Berta Soler, center, leads the weekly march of the dissident group Ladies in White in front of Santa Rita church in Havana, Cuba, Sunday March 25, 2012. The Ladies in White held its customary weekly protest without incident a day before Pope Benedict XVI visits the island. (AP Photo/Franklin Reyes)
Berta Soler, center, leads the weekly march of the dissident group Ladies in White in front of Santa Rita church in Havana, Cuba, Sunday March 25, 2012. The Ladies in White held its customary weekly protest without incident a day before Pope Benedict XVI visits the island. (AP Photo/Franklin Reyes)
Members of dissident group Ladies in White pray in Santa Rita church after holding their weekly march in Havana, Cuba, Sunday March. 25, 2012. The Ladies in White held its customary weekly protest without incident a day before Pope Benedict XVI visits the island. (AP Photo/Franklin Reyes)
members of the dissident group Ladies in White march in front of Santa Rita church in Havana, Cuba, Sunday March 25, 2012. The Ladies in White held its customary weekly protest without incident a day before Pope Benedict XVI visits the island. At center is Laura Labrada daughter of the late leader of the group Laura Pollan.(AP Photo/Franklin Reyes)
HAVANA (AP) ? A Cuban dissident group known as the Ladies in White held its customary weekly protest without incident Sunday on the eve of Pope Benedict XVI's visit to the island.
The lack of any arrests at the march outside a Havana church and the absence of the pro-government crowds that sometimes curse the women and yell revolutionary chants indicated an apparent unspoken temporary truce, after dozens of dissidents were briefly detained last weekend.
The Ladies in White also appeared to be in a compromising mood, saying they would try to attend Benedict's Mass on Wednesday in Havana's Plaza of the Revolution but would not use it to advance their cause.
The group's leader, Bertha Soler, said they will not shout slogans or wear T-shirts bearing the image of the group's late co-founder, Laura Pollan.
"It is a sacred Mass," Soler said.
"You have to be respectful. One goes to temples to pray ... there will be no politics," she added.
Dozens of government opponents, including Soler and her husband, were rounded up last weekend and held briefly. At the time, Soler said authorities warned her the main thoroughfare in western Havana where the Ladies march each week would be off-limits.

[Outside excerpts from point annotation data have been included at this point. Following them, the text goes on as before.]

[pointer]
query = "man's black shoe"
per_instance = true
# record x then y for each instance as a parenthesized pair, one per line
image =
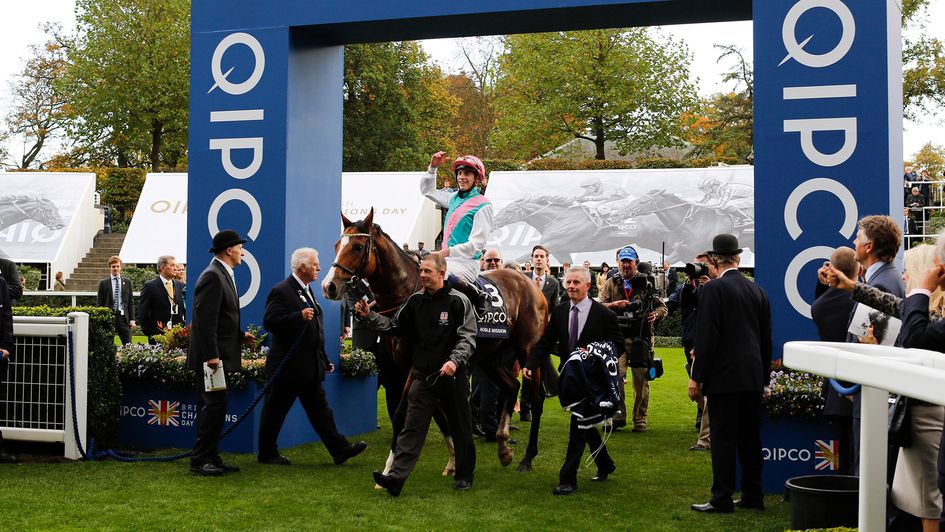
(602, 475)
(712, 509)
(564, 489)
(274, 460)
(750, 504)
(391, 484)
(350, 452)
(206, 470)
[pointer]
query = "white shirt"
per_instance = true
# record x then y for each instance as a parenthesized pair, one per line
(584, 306)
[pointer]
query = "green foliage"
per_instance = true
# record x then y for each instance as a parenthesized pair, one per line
(629, 86)
(129, 80)
(105, 392)
(138, 276)
(793, 393)
(658, 162)
(655, 482)
(397, 109)
(358, 363)
(32, 275)
(932, 158)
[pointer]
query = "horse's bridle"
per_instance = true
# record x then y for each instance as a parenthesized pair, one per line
(359, 270)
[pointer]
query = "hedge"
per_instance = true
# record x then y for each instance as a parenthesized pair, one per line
(105, 392)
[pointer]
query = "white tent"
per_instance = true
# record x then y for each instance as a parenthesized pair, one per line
(159, 225)
(48, 217)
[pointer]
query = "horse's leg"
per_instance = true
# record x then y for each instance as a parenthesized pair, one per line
(508, 392)
(534, 388)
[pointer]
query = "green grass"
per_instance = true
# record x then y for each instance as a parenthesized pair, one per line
(655, 482)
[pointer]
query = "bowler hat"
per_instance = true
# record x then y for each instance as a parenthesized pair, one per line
(725, 244)
(225, 239)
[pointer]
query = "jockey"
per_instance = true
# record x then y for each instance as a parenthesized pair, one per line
(468, 218)
(733, 199)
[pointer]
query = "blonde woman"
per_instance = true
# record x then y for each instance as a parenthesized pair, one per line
(915, 488)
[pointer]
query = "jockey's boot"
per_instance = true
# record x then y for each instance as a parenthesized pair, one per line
(476, 296)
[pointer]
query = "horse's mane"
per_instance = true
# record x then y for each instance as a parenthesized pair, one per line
(364, 229)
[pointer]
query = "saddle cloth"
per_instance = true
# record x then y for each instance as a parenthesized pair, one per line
(492, 321)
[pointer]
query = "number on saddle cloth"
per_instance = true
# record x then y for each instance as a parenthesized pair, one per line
(493, 322)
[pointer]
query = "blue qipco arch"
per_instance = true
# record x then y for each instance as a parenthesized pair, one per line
(266, 119)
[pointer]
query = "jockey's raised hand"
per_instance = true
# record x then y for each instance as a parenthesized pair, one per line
(438, 159)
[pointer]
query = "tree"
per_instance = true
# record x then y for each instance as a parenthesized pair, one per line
(128, 81)
(39, 108)
(398, 109)
(923, 59)
(724, 127)
(930, 157)
(625, 86)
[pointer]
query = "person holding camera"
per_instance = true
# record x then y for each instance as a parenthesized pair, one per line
(635, 300)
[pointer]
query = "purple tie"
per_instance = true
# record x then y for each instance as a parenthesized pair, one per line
(572, 330)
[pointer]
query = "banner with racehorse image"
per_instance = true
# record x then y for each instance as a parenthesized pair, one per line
(589, 214)
(41, 212)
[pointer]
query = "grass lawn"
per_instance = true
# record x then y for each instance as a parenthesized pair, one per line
(656, 480)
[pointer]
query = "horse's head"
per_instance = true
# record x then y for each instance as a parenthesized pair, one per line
(355, 256)
(47, 214)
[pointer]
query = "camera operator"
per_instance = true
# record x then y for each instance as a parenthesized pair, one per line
(636, 301)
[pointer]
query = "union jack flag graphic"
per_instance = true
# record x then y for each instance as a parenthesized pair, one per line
(827, 455)
(164, 413)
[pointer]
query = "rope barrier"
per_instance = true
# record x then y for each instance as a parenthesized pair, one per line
(122, 457)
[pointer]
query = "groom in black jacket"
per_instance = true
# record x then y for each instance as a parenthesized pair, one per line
(291, 312)
(575, 323)
(732, 366)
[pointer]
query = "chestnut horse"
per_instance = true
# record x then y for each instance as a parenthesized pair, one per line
(365, 251)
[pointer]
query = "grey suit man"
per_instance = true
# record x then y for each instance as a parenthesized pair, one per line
(876, 244)
(215, 339)
(124, 310)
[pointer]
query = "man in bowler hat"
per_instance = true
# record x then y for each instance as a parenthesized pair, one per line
(732, 366)
(215, 339)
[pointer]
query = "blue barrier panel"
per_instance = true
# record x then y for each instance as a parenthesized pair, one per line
(154, 417)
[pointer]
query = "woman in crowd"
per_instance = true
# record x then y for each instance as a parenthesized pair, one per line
(914, 485)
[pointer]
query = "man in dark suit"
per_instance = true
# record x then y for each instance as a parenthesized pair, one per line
(576, 323)
(114, 292)
(732, 366)
(215, 339)
(551, 289)
(831, 314)
(875, 247)
(161, 303)
(9, 273)
(291, 311)
(918, 331)
(6, 351)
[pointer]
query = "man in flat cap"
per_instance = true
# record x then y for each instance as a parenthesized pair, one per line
(215, 339)
(732, 366)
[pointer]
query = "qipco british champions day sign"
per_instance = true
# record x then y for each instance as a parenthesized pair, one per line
(266, 119)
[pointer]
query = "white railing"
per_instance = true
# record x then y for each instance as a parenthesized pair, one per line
(880, 370)
(38, 405)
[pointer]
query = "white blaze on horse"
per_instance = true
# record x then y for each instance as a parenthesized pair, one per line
(364, 251)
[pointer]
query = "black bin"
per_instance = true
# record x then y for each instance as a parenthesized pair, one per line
(823, 501)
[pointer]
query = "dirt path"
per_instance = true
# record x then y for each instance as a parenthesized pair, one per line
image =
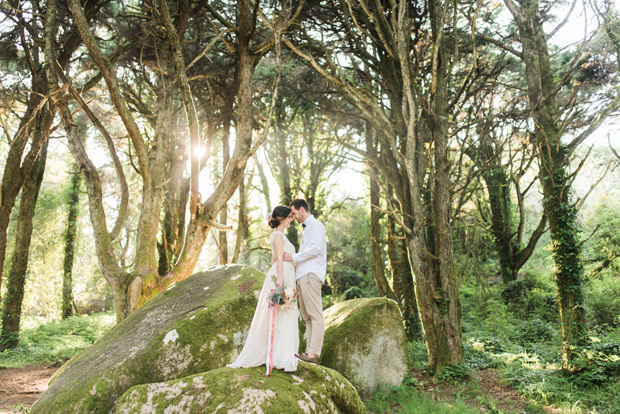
(486, 395)
(23, 385)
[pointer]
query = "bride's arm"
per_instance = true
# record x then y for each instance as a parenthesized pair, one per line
(277, 246)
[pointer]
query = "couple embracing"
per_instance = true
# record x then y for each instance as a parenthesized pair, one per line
(276, 342)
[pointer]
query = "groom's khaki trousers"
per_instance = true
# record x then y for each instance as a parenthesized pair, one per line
(311, 309)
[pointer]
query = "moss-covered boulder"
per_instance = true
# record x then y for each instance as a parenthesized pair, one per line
(365, 341)
(311, 389)
(194, 326)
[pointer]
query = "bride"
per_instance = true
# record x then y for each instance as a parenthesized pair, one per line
(286, 331)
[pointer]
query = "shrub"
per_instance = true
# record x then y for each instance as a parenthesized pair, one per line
(456, 373)
(534, 330)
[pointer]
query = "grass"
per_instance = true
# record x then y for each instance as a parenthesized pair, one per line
(407, 399)
(56, 342)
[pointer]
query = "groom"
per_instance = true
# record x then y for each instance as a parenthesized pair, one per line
(311, 263)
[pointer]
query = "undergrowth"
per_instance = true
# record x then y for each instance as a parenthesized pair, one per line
(56, 342)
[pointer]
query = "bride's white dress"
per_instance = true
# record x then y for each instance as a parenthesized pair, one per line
(286, 333)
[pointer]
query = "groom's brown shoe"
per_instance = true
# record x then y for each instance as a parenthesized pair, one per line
(304, 357)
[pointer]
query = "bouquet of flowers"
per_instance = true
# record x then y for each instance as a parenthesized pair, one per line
(282, 295)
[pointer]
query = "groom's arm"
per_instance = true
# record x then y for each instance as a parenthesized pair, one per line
(312, 244)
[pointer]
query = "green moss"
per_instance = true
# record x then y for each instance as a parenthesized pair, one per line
(311, 389)
(194, 326)
(365, 341)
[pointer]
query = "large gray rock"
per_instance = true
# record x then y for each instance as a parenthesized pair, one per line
(365, 342)
(311, 389)
(194, 326)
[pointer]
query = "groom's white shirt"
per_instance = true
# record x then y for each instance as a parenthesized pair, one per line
(312, 255)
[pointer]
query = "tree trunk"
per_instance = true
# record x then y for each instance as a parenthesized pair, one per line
(11, 315)
(17, 167)
(498, 189)
(243, 230)
(286, 188)
(378, 266)
(223, 236)
(403, 281)
(554, 158)
(73, 205)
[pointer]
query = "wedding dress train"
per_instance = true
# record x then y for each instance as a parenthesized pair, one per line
(286, 332)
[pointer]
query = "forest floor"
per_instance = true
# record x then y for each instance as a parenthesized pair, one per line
(483, 392)
(23, 385)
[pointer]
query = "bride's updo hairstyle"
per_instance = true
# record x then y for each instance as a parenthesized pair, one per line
(279, 213)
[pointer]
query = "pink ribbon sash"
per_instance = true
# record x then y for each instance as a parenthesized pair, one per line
(272, 322)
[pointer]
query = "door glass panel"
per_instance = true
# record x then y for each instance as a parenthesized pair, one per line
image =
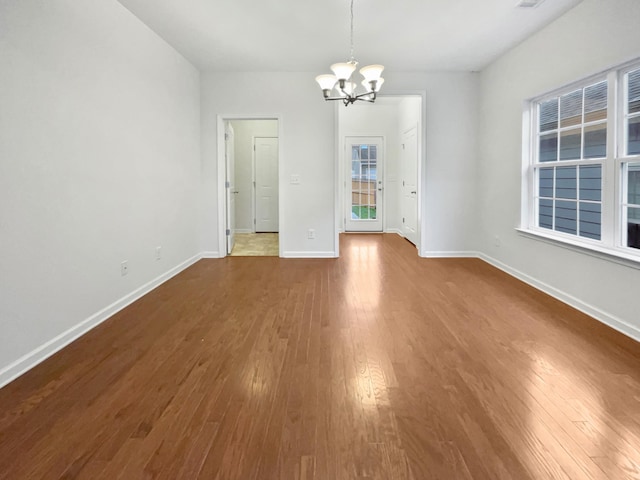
(549, 147)
(633, 136)
(549, 115)
(633, 94)
(633, 227)
(595, 141)
(595, 102)
(571, 109)
(566, 216)
(364, 174)
(570, 144)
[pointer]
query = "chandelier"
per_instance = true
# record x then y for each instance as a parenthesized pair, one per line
(346, 89)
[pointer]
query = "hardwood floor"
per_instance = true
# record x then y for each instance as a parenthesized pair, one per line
(374, 365)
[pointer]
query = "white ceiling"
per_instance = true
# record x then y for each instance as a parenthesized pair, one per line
(309, 35)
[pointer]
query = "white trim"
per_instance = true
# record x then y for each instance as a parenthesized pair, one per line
(603, 317)
(44, 351)
(309, 254)
(608, 254)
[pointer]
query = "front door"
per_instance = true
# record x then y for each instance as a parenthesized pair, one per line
(230, 184)
(266, 184)
(364, 184)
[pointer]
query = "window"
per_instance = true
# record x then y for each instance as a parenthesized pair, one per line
(582, 177)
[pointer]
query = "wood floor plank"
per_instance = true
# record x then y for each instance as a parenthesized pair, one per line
(376, 365)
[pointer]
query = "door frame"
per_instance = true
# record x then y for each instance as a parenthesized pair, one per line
(253, 180)
(221, 175)
(422, 162)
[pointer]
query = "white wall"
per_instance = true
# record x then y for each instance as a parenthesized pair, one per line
(244, 133)
(99, 163)
(448, 219)
(592, 37)
(308, 148)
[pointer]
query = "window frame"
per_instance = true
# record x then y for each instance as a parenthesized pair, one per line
(612, 243)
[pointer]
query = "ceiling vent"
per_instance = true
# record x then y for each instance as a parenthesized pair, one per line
(529, 3)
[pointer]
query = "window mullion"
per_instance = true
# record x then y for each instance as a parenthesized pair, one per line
(609, 174)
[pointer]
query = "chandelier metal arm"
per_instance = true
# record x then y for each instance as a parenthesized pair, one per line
(342, 74)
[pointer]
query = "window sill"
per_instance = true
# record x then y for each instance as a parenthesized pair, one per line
(611, 255)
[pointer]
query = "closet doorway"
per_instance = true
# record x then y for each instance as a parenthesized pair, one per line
(251, 185)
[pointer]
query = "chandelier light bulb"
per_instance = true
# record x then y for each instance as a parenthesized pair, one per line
(326, 82)
(367, 85)
(340, 83)
(371, 72)
(343, 70)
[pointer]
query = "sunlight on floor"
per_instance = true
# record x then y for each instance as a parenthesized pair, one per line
(255, 245)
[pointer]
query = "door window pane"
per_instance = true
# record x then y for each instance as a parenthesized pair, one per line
(549, 115)
(633, 227)
(566, 216)
(571, 109)
(633, 92)
(595, 141)
(633, 184)
(566, 182)
(595, 102)
(633, 145)
(590, 220)
(546, 182)
(549, 147)
(591, 182)
(545, 213)
(363, 182)
(570, 144)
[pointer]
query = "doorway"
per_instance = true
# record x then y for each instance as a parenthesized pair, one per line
(363, 194)
(380, 166)
(249, 177)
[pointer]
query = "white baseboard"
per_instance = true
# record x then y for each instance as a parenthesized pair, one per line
(310, 254)
(604, 317)
(450, 254)
(44, 351)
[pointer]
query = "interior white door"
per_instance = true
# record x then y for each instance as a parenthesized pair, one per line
(364, 184)
(409, 173)
(230, 185)
(266, 184)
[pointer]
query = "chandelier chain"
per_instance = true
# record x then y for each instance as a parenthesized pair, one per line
(352, 59)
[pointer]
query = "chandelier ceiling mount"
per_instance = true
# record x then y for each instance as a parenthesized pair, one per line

But there were no detentions at the march Sunday after the group went to Mass. Nor were they harassed by pro-government crowds. Cuba say the Ladies and other dissidents are mercenaries bent on undermining the government's authority, and accuses them of taking U.S. money to engage in subversive acts.
The 30 or so protesters were outnumbered at least two-to-one by foreign journalists in town to cover Benedict's visit as they walked along the median of Quinta Avenida.
Soler said they are still hoping to meet with Benedict even for a minute to deliver a list of 46 people they consider political prisoners in Cuba and ask him to intercede on their behalf.
Vatican officials have said the pope does not plan to meet dissidents.
Cuba last year released the last of 75 government opponents from a 2003 crackdown on dissent and says it does not hold any political prisoners.
Last week Amnesty International designated four Cuban inmates as "prisoners of conscience," the only ones it recognizes on the island.
Soler also addressed the pontiff's comment on Friday that Marxist ideology is increasingly irrelevant today.
"Really, he's not wrong. ... Communism does not work here in Cuba," she said.
Elizardo Sanchez, head of a group that monitors detentions on the island, said 70 government opponents have been detained in the last four days, and at least 100 beggars were removed from the streets to keep them from being seen by foreign journalists and pilgrims coming for the pope.
The report could not be independently verified. The Cuban government declined to comment.
(This version CORRECTS attribution of government's no-comment, deleting reference to press center.)